L'onorevole Enrico Costa ha detto che i casi di rivalsa nei confronti dei magistrati sono limitatissimi, ecco i numeri in base a quanto scritto nella relazione dell'Avvocato generale dello Stato e udito dalla Commissione giustizia della camera: "dalla prima applicazione della legge ad oggi risulta proposte poco più di 400 cause, di queste 400, ben 253 sono state dichiarate inamissibili con provvedimento definitivo, 49 sono in attesa di pronuncia sull'ammissibilità, 70 sono in fase di impugnazione e di decisioni di inamissibilità e 34 sono state dichiarate ammissibili".

 

Il problema esiste, il magistrato deve agire senza che venga effettuata nessuna pressione nei suoi confronti e deve poter decidere in piena libertà nei confronti di tutti tutelando  anche i soggetti più deboli e meno abbienti dalle prepotenze di coloro che violano la legge avendo magari risorse ingenti per ricorrere in giudizio, ma è auspicabile che il legislatore di concerto con i suggerimenti del CSM e dell'Associazione Nazionale Magistrati trovi un meccanismo validoed efficace  per valutare la preparazione di un giudice e questo dovrebbe avvenire nel corso di tutta la carriera dello stesso.

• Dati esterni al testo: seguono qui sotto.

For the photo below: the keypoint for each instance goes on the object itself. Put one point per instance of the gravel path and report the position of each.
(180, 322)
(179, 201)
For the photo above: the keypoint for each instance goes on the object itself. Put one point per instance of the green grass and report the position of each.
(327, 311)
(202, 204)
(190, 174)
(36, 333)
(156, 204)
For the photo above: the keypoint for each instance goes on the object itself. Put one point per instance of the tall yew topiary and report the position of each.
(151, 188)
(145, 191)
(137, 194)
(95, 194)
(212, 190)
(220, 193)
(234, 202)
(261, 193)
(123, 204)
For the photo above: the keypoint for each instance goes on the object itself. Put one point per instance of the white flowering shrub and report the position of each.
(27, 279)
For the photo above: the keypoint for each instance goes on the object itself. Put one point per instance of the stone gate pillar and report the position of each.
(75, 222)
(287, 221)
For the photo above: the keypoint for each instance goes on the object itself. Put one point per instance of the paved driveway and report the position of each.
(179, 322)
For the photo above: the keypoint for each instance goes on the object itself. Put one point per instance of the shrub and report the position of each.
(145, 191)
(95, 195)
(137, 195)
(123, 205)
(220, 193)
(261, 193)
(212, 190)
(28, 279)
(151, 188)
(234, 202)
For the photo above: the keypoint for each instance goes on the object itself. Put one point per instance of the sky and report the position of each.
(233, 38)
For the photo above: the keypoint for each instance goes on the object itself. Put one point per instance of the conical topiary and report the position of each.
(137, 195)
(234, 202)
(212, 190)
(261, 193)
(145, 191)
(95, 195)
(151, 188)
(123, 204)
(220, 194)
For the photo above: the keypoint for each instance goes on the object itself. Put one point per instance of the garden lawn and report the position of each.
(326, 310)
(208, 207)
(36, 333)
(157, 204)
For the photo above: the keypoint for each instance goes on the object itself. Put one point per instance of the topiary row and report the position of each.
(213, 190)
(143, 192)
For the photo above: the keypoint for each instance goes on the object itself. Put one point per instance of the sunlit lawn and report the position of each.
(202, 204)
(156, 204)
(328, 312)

Non si può fare carriera nella magistratura semplicemente per anzianità, l'avanzamento dovrebbe avvenire per merito e il merito in questo caso significa preparazione e conoscenza del diritto; per valutare la preparazione dovrebbero quindi esserci dei concorsi e gli esami dovrebbero essere lunghi e difficili. In caso contrario i torti  nei confronti dei cittadini dovuti ad impreparazione si moltiplicheranno e il costo economico  sarà ancora una volta scaricato sulla collettività. Ma è difficile che si scelga questa strada, per ora  nella magistratura si fa carriera solo per "meriti" anagrafici.